Have you ever seen that Far Side comic where the Fourth wiseman gets rejected from the manger because he brought fruitcake? Well here’s what else he would have been turned away for: chocolate puff pastry!
It’s an abomination that only the American market could support. For however many centuries the French have been making puff pastry, they knew instinctively that the only way to make it chocolaty was to fill it with big chunks of chocolate. To flavor the actual pastry with cocoa powder creates something that is sort of neither here nor there…not chocolaty (is that even a word?) enough to be good, but enough to get in the way of the other flavors.
It serves me right for being too lazy to make my own puff pastry from scratch. But this company, DuFour, makes a frozen one that is easily as good as anything I could do, so I went to the store, grabbed a box, and put it in the fridge to defrost at home. I made my frangipane filling for a traditional Galette des Rois (Kings’ cake), pulled out my puff pastry, and noticed the little brown label in the corner: chocolate.
In a further (and more incriminating) onrush of laziness, I neglected to go back to the store and exchange it, and instead talked myself into trying a new thing.
I will post the recipe anyway, because I think with regular pastry this would have been perfectly delicious. Make changes at your own risk!!
Frangipane

1/2 cup butter, softened
1/2 cup ground almonds
1/2 cup sugar
2 eggs
3 tblsp. flour
2 tblsp. amaretto
pinch of salt

1 packet puff pastry

1 egg for egg wash

Mix all the ingredients for the frangipane and set aside.

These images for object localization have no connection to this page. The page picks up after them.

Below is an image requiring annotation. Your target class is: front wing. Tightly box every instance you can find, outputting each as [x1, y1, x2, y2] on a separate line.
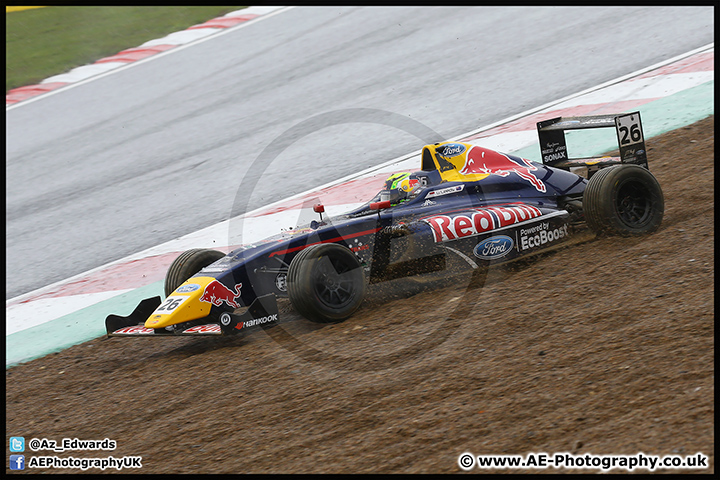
[106, 294, 279, 337]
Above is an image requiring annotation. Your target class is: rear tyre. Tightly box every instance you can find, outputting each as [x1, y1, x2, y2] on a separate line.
[583, 165, 664, 236]
[287, 243, 366, 323]
[164, 248, 225, 297]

Line a baking sheet with parchment paper.

Pre-heat oven to 450 degrees.

Lay out the puff pastry and cut in half. Whisk the egg for the egg wash with a fork and add a tiny bit of water. Brush the rim of one pastry sheet with the egg wash. Using a spoon or a big piping bag, place a layer of frangipane within the egg wash rim (not too thick or it will spill out during baking…maybe a quarter inch or a little more).

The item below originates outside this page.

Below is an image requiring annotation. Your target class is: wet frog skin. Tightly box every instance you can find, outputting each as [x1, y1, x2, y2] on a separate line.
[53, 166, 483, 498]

Place the second layer of puff pastry on top and press down the edges so they stick together. Brush the top of the tart with egg wash, making sure not to get any on the sides (otherwise it won’t puff up). Using the back of a knife, gently score the egg wash to make any pattern you desire.

Bake at 450 for 10 minutes, then lower the temperature to 350 and bake another 20-25 minutes, until it turns golden brown.

Serve the same day for best results!